Users of the separate Messenger app have more than doubled from 200 million in April, the company said.
Facebook had faced a backlash after it announced it would be forcing users to download the app to send private messages to friends over the main Facebook service.
Users started being pushed to download the app - launched in 2011 - in July.
"Messaging is an important part of how people stay connected and since Messenger launched in 2011 we've been passionate about giving people a faster and more expressive way to communicate," said Facebook's director of product management Peter Martinazzi in a blog on Thursday.
In April, Facebook had told users that they would need to download a separate app to allow them to send videos, make free calls and chat with friends.
But, the tech giant was widely criticised by users that did not like the concept of leaving the Facebook website to another service to send messages.
That led to the iOS App Store review score for the recent version of the Messenger app to fall to one and half stars.

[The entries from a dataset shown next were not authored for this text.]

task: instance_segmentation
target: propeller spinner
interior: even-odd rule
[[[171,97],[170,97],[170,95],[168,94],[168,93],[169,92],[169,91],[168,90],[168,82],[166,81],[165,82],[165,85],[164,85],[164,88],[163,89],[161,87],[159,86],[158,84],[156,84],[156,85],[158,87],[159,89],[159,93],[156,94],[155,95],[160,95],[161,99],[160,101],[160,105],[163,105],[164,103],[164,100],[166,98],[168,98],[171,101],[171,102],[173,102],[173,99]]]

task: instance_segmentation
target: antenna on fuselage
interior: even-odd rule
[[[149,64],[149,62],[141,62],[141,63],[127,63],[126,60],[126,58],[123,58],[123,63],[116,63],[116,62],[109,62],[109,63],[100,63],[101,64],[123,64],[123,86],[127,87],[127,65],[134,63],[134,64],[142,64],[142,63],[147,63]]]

"Messenger was the first of our standalone apps, and unlike our core Facebook apps, it focused on one use case - messaging," Mr Martinazzi said.
"We've also continued to improve speed and reliability. Updates to Messenger ship every two weeks so it continues to evolve and improve," he added, indicating that Facebook plans to stick with the app despite the negative feedback.

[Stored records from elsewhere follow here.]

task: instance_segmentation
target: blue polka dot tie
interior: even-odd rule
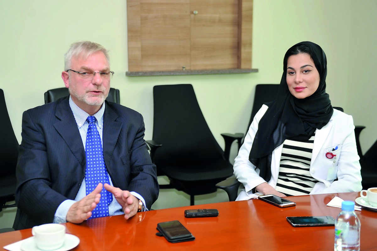
[[[90,116],[86,119],[89,123],[86,133],[86,169],[85,183],[86,195],[93,192],[98,183],[110,184],[107,171],[103,160],[103,153],[100,134],[95,125],[96,118]],[[109,205],[112,201],[112,194],[104,188],[101,192],[100,203],[92,212],[90,218],[109,216]]]

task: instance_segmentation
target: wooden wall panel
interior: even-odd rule
[[[192,0],[192,70],[238,68],[238,2]]]
[[[252,2],[128,0],[129,71],[251,69]]]

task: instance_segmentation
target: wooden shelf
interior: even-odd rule
[[[216,70],[187,71],[126,71],[128,77],[147,76],[174,76],[183,75],[205,75],[211,74],[233,74],[258,72],[257,69],[225,69]]]

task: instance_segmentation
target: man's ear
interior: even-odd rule
[[[63,79],[63,81],[64,81],[64,84],[66,86],[66,87],[68,88],[69,87],[69,74],[66,71],[63,71],[61,72],[61,78]]]

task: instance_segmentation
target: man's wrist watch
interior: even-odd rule
[[[139,207],[138,208],[138,213],[139,212],[144,212],[145,207],[144,204],[143,204],[143,201],[141,200],[139,200]]]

Last week Facebook's chief executive Mark Zuckerberg acknowledged that forcing people to install another app was "a short term painful thing", but added that the benefit was that his firm could offer a "faster and more focused" experience.
One company watcher suggested that Facebook should be cautious about risks of creating too many separate apps.
"Facebook's key strategy is keeping people engaged within its world - whether it's the Messenger app or the core Facebook app," said Jack Kent, senior mobile analyst at the IHS Technology consultancy.
"It probably wouldn't want to go down the road of having a huge variety of separate apps, but if there is a clear and distinct difference in functionality, then having a standalone app does make sense."
Meanwhile, Facebook has been trying to get on the forefront of mobile messaging, and finalised a deal to buy popular messaging service WhatsApp last month for about $22bn (£13.8bn).
The mobile messaging app had more than 600 million monthly users at the time of the acquisition.